Determination of hepatitis C virus genotypes in the United States by cleavase fragment length polymorphism analysis.

We describe the application of a new DNA-scanning method, which has been termed Cleavase Fragment Length Polymorphism (CFLP; Third Wave Technologies, Inc., Madison, Wis.), for the determination of the genotype of hepatitis C virus (HCV). CFLP analysis results in the generation of structural fingerprints that allow discrimination of different DNA sequences. We analyzed 251-bp cDNA products generated by reverse transcription-PCR of the well-conserved 5'-noncoding region of HCV. We determined the genotypes of 87 samples by DNA sequencing and found isolates representing 98% of the types typically encountered in the United States, i.e., types 1a, 1b, 2a/c, 2b, 3a, and 4. Blinded CFLP analysis of these samples was 100% concordant with DNA sequencing results, such that closely related genotypes yielded patterns with strong familial resemblance whereas more divergent sequences yielded patterns with pronounced dissimilarities.
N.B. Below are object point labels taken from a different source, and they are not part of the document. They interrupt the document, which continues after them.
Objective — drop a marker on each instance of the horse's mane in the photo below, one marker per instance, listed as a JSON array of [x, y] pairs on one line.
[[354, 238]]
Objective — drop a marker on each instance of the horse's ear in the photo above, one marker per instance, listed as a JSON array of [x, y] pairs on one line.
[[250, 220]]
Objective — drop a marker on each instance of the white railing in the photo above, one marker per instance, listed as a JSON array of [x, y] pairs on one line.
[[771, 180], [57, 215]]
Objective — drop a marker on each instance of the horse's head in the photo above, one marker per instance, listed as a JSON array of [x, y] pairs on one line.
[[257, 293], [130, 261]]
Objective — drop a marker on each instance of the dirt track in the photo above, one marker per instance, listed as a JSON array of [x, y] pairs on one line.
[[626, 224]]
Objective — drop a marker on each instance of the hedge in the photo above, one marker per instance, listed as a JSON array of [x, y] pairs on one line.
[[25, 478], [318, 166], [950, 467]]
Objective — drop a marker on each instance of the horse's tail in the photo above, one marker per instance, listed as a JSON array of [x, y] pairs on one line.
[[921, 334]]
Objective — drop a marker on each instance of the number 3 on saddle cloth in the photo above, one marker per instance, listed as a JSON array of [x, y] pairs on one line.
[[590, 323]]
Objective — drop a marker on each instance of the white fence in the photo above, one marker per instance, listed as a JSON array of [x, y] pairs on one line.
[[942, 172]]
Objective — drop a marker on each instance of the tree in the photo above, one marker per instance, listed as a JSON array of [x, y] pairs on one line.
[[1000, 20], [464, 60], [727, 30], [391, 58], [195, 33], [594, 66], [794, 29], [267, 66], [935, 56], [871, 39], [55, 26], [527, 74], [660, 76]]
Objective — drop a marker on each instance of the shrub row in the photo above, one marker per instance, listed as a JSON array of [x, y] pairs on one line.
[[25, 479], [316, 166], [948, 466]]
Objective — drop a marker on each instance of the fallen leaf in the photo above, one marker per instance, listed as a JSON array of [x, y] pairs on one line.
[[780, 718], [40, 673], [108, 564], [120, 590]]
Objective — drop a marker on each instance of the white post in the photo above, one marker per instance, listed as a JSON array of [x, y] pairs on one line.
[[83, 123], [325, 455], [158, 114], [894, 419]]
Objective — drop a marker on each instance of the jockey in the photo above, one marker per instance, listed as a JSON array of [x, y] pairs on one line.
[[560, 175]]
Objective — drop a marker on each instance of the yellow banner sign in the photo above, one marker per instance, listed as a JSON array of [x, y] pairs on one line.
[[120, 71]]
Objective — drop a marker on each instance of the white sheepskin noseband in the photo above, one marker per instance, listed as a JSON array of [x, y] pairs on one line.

In each case, the aggregate pattern was indicative of genotypic grouping, while finer changes suggested subgenotypic differences. We also assessed the reproducibility of CFLP analysis in HCV genotyping by analyzing three distinct isolates belonging to a single subtype. These three isolates yielded indistinguishable CFLP patterns, as did replicate analysis of a single isolate. This study demonstrates the suitability of this technology for HCV genotyping and suggests that it may provide a low-cost, high-throughput alternative to DNA sequencing or other, more costly or cumbersome genotyping approaches.